Statistics and Probability, TP 3

The purpose of this exercise is to help you to better interpret a p-value by using R for carrying out a permutation test, and to introduce you to some simple hypothesis testing functions. As usual, be sure to read the help documentation for any new functions.

As a reminder, your course note is based on work that you turn in from the practicals. Responses that you need to turn in are indicated by bold numbered parts.

I. t-test

Here, we look at some examples from Dalgaard's book to learn how to use the t.test function.

One-sample t-test

We use the intake data, available in the ISwR package. We will use the variable pre.

library(ISwR)
data(intake)
intake
attach(intake)
intake

Start off by looking at some simple summary statistics: mean, sd, quantile (hardly necessary for such a small data set, but good practice).

1. Might these data be approximately normally distributed? Justify your answer.

Suppose you wish to test whether there is a systematic deviation between the women's (pre) energy intake and a recommended value of 7725 kJ. Assuming that the data are from a normal distribution, we are interested in testing whether the (population) mean is 7725. We can do a t-test in R as follows:

t.test(pre, mu=7725)

There are several components to the output, Take some time to make sure you can understand what it all means.

2a. For an alpha level of 0.05, do you reject the null hypothesis? What about for an alpha level of 0.01? Explain your answers.

The default assumes that you want a 2-sided test. Use help to find out how you could get a 1-sided test for an alternative greater than the null, and carry this out.

2b. For an alpha level of 0.01, do you reject the null hypothesis?

Two-sample t-test

We use the energy data to illustrate the use of t.test for testing equality of population means based on two independent samples. Here, we wish to compare mean energy expenditure between lean and obese women.

data(energy)
?energy
attach(energy)
energy

The variable stature gives the grouping. The test can be carried out as follows:

t.test(expend ~ stature)

Check that you understand the output.

2c. For an alpha level of 0.01, do you reject the null hypothesis?

Paired t-test

Paired tests are used when there are two measurements (a 'pair') on the same individual. A paired test is essentially a one-sample test of the differences between the measurements.

We can carry out a paired t-test on the differences between pre and post from the intake data as follows:

t.test(pre, post, paired=TRUE)

Again, make sure that you know how to interpret the output. Assuming an alpha level of 0.01, what do you conclude?

It was important here to tell t.test that this was a paired test.

2d. What happens if you leave out paired=TRUE from the t.test command? Are the assumptions for a two-sample test satisfied in this situation?

II. Nonparametric Testing

Wilcoxon test

The Wilcoxon test is a nonparametric version of the t-test.
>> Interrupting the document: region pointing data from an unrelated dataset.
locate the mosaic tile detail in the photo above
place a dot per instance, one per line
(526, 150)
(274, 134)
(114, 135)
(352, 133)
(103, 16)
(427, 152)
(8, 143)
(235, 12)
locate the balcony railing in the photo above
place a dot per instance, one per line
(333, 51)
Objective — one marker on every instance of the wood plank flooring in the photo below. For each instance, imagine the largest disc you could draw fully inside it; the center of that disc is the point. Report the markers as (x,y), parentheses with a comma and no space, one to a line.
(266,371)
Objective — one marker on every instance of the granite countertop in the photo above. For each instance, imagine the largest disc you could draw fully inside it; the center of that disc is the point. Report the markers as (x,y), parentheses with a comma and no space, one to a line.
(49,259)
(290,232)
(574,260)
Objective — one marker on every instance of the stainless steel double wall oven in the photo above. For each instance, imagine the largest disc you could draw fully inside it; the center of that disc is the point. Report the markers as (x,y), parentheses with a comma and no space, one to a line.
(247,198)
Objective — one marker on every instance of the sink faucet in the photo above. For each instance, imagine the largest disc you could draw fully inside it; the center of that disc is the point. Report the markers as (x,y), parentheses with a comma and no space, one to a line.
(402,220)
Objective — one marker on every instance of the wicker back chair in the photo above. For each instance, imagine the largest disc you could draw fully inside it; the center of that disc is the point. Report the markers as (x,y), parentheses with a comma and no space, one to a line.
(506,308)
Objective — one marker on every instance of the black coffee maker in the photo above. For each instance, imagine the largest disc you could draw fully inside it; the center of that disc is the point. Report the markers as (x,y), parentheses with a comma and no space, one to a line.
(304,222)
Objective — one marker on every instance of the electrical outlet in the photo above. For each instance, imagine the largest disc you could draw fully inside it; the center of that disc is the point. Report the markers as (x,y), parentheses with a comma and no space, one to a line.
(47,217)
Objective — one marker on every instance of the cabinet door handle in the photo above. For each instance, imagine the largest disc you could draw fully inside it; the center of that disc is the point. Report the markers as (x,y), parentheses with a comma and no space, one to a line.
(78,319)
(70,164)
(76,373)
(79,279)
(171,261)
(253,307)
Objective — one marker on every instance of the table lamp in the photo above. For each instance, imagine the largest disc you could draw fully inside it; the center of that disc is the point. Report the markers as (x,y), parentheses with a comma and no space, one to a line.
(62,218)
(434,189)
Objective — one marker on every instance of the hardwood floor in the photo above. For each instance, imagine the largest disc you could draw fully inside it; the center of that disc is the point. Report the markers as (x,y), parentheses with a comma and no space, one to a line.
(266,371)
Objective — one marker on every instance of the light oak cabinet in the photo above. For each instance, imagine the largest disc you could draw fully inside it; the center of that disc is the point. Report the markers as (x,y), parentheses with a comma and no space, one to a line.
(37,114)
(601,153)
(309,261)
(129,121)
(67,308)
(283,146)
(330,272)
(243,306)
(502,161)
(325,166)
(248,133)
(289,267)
It is not necessary to assume that the observations have a normal distribution. On the same data as above (all three situations), use wilcox.test to carry out the Wilcoxon test.

3. Do you come to a different conclusion for any of the situations?

Testing in Contingency Tables

Here you can practice entering table data into R and carrying out a chi-square test. In this example, we wish to study the association between caffeine consumption and marital status among women giving birth. In R, a two-way table needs to be a matrix object, so read the help for the matrix function. Input the table and look at it:

caff.marital <- matrix(c(652,1537,598,242,36,46,38,21,218,327,106,67),
nrow=3, byrow=TRUE)
colnames(caff.marital) <- c("0","1-150","151-300",">300")
rownames(caff.marital) <- c("Married","Prev. Married","Single")
caff.marital

4a. Does there appear to be any association? If so, how would you describe the association?

After you have thought about association in the data, you can get a p-value by carrying out a chi-square test:

chisq.test(caff.marital)

4b. Does the p-value agree with your thinking?

When you find a significant result, usually you would like to have an idea of the nature of the deviations. chisq.test returns some additional components that can help you to explore this. For example, you can get the observed and expected values, and contributions to the chi-square statistic as follows:

Obs <- chisq.test(caff.marital)$observed
Ex <- chisq.test(caff.marital)$expected
((Obs - Ex)^2)/Ex

5. Which categories are making large contributions to the chi-square statistic? Is there a simple way to describe the association in this table?

Your responses to the questions should be in complete sentences, and can be in either English or French. You can email your report to me (Darlene.Goldstein@epfl.ch) before Monday 11 June 2007.